I agree a bit morbid, but I guess if you hadn't had a picture taken before of a loved one, you would want something, anything to remember them by..So I can see why.. For myself, I would do anything to have a recording of my fathers voice, lots of pictures, but nothing that has his voice... I guess its sort of the same thing..
 
This is an interesting thread. I think the morbidity of it is more a product of our 21st century thinking rather than the late 19th century's. Since photography was a luxury then, few photos of the deceased while alive would be available as momentos and keepsake. I can understand why folks that could afford it would do such a thing, especially in the case of a child. Today we have volumes dedicated to the living person, and there is really no need to have the final repose on record.

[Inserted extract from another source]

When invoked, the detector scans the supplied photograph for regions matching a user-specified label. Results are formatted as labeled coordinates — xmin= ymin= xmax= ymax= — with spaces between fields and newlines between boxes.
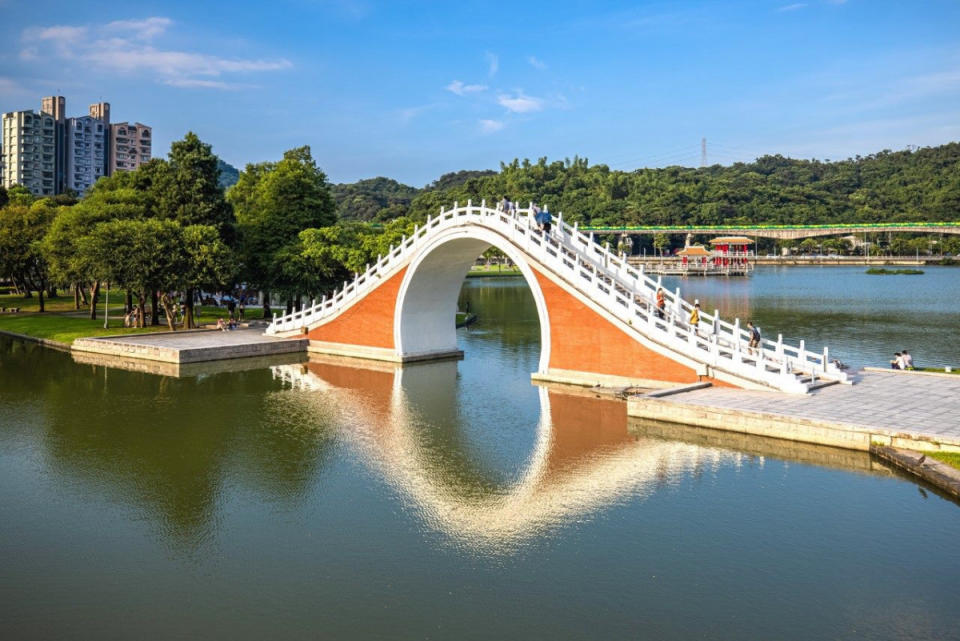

Wilber, I agree with you. It would be nice to have a recording of my Dad and Mom's voices.
 
The whole subject strikes me as very macabre, but I guess macabre is in the eye of the beholder. As a teenager I saw my grandfather on display in his funeral coffin and it appalled me to see him laying there dead as a doornail. From that day on I decided to be cremated when the time came. That said, I have no problem seeing the Younger brothers dead or Mussolini and his mistress hanging by piano wire on a pole.
 
Turner Ashby

In his hometown of Port Republic, VA is a strange memorial to a man who is still a local hero. In a house of the period on the main drag is a picture. When a visitor walks up a little ramp and looks inside you see a coffin propped up on saw horses inside is a life size photograph, of Confederate BG Turner Ashby a Confederate (or maybe ANV) battle flag is draped over the coffin.

Sorry I can't find a picture of this macabre scene. Maybe someone else might have better luck locating one.